This appeared in my e-mail inbox last week and was verified by snopes.com. With all the talk about the importance of green living, I thought my three readers would find this interesting:

Recently a 98-year-old lady named Irena died. During World War II, Irena got permission to work in the Warsaw Ghetto, as a plumbing/sewer specialist.

She had an ulterior motive. Being German, she knew what the Nazis’ plans were for the Jews.

Irena smuggled infants out in the bottom of the toolbox she carried, and she carried in the back of her truck a burlap sack for larger kids.
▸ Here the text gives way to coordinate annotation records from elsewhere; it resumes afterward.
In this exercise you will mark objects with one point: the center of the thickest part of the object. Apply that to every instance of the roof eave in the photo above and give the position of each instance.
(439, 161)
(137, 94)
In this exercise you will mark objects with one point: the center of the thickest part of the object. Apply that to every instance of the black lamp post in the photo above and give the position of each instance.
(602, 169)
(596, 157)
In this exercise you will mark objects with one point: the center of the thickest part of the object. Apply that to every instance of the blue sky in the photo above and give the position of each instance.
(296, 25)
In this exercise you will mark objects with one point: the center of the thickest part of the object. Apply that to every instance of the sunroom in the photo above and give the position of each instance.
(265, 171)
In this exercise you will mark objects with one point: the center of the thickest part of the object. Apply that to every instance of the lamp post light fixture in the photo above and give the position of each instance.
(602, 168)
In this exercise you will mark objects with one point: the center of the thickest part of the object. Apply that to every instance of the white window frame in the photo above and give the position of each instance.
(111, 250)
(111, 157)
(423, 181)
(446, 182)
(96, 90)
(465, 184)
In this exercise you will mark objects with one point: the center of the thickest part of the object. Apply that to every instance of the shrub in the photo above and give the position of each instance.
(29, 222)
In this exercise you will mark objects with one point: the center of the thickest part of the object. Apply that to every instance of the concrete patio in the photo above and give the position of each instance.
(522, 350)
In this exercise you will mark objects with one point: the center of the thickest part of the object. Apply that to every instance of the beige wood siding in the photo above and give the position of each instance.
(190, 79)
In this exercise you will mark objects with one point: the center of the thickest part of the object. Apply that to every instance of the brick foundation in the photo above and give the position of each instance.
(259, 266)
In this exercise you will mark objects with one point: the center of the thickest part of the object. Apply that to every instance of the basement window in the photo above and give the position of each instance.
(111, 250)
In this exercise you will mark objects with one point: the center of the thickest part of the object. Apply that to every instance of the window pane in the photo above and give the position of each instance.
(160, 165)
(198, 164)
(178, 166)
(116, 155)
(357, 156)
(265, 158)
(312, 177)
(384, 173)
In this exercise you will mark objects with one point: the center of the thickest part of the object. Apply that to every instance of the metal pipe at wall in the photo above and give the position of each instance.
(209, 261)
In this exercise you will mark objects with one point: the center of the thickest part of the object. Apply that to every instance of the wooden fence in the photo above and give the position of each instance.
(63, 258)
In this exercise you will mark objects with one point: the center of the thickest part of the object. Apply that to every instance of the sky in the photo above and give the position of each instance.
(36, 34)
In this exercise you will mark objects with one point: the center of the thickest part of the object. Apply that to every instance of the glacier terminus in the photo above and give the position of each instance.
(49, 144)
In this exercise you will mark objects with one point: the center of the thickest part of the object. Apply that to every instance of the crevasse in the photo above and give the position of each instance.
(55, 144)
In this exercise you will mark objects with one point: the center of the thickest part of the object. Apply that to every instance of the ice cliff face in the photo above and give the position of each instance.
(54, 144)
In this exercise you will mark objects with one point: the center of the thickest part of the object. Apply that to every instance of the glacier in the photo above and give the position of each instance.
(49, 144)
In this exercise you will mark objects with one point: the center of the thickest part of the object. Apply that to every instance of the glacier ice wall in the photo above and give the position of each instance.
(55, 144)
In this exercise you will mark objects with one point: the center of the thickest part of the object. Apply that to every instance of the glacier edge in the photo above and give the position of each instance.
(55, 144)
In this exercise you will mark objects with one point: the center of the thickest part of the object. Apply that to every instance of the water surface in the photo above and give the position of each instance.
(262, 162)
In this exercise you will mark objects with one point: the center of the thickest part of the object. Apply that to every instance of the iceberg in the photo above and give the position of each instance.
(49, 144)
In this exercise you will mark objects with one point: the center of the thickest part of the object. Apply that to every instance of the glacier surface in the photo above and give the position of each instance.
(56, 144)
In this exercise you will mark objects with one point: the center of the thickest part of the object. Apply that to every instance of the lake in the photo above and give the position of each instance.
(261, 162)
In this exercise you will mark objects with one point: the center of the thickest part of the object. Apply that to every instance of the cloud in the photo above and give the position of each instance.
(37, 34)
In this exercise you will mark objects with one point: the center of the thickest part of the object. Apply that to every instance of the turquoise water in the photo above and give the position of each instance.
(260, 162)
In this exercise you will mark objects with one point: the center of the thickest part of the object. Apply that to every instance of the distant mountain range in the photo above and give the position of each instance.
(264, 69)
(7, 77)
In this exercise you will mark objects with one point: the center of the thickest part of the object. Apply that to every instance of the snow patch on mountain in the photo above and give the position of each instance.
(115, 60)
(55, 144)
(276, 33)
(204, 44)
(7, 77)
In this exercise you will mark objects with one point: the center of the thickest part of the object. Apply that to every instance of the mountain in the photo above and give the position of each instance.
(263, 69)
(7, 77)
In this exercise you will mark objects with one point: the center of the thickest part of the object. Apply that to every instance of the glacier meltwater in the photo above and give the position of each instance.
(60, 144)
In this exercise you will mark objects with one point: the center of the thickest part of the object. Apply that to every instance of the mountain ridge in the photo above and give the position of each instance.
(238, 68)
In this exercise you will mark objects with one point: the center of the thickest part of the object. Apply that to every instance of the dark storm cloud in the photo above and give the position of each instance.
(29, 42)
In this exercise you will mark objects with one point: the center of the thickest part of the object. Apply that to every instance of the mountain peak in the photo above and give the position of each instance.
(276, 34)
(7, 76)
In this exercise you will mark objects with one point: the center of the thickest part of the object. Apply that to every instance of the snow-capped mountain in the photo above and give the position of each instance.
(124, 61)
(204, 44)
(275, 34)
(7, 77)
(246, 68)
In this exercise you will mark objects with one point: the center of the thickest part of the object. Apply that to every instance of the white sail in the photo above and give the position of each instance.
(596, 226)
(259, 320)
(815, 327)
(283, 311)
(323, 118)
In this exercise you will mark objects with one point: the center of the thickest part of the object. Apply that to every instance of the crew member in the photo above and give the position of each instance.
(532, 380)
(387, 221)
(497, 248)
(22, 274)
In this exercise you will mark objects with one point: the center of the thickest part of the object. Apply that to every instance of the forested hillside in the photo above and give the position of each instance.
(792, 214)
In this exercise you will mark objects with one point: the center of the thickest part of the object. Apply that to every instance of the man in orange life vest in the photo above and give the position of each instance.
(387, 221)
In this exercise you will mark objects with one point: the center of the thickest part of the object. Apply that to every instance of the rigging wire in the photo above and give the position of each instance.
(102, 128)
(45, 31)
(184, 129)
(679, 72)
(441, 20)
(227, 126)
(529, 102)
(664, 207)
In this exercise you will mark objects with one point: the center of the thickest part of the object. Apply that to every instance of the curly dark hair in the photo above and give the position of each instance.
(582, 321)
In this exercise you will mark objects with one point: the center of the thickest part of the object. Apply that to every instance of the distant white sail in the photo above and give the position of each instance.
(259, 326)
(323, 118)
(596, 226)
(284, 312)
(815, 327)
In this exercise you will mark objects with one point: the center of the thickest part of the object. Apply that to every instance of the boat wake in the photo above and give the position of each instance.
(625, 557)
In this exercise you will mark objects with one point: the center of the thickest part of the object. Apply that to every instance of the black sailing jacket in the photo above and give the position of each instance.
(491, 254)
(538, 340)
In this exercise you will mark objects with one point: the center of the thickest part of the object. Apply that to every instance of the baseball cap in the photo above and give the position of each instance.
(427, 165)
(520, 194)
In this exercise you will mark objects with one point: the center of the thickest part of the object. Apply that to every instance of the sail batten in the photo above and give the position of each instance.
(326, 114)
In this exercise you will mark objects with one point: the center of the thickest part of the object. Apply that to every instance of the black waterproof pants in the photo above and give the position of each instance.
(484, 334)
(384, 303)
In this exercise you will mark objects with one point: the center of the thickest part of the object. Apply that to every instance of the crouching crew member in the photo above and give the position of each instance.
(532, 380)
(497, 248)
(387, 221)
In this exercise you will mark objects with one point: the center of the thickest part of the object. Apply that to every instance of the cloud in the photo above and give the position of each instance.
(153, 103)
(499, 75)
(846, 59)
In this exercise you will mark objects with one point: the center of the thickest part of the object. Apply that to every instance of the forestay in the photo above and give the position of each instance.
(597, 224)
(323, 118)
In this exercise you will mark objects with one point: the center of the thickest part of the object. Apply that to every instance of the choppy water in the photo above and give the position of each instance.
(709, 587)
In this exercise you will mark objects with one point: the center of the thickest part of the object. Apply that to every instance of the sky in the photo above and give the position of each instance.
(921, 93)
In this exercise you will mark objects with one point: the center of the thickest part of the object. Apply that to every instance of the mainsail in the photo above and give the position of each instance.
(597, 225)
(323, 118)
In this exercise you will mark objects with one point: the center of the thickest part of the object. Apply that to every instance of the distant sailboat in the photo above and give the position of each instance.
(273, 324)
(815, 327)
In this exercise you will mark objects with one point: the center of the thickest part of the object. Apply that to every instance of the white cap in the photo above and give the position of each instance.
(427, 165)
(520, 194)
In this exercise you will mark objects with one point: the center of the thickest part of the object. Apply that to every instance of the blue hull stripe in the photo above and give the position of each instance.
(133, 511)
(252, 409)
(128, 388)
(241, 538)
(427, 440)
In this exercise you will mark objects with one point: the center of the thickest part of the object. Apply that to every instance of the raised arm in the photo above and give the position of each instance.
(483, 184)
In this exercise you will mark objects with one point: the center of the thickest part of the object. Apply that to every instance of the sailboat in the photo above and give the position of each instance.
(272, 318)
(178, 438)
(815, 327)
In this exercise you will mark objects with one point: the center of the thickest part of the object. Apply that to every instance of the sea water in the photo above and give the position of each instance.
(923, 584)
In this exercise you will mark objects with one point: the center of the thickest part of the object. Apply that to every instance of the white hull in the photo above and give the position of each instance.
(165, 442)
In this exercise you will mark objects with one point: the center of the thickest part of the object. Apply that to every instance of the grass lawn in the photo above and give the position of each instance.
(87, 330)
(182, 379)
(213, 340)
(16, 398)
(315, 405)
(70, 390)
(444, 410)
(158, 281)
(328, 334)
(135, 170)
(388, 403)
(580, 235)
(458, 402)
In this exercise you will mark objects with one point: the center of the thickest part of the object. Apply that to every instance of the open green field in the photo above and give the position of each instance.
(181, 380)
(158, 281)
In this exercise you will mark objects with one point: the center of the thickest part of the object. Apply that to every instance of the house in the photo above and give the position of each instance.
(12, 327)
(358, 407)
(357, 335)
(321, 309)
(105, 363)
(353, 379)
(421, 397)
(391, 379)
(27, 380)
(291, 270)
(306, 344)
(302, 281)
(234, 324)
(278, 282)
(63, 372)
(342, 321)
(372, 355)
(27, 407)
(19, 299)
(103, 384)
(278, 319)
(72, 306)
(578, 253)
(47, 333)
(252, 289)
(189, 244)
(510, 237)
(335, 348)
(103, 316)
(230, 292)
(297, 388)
She also had a dog in the back that she trained to bark when the Nazi soldiers let her in and out of the ghetto. The soldiers, of course, wanted nothing to do with the dog and the barking covered the kids’/infants’ noise. She managed to smuggle out and save 2,500 kids/infants.

She was caught and the Nazis broke both her legs and arms and beat her severely. Irena kept a record of the names of all the kids she smuggled out and kept them in a glass jar, buried under a tree in her backyard.

After the war, she tried to locate any parents that may have survived it and reunited the family. Most, though, had been gassed. Those kids she helped got placed into foster family homes or adopted.

Last year Irena was up for the Nobel Peace Prize. She was not selected.

Al Gore won - for a slide show on global warming.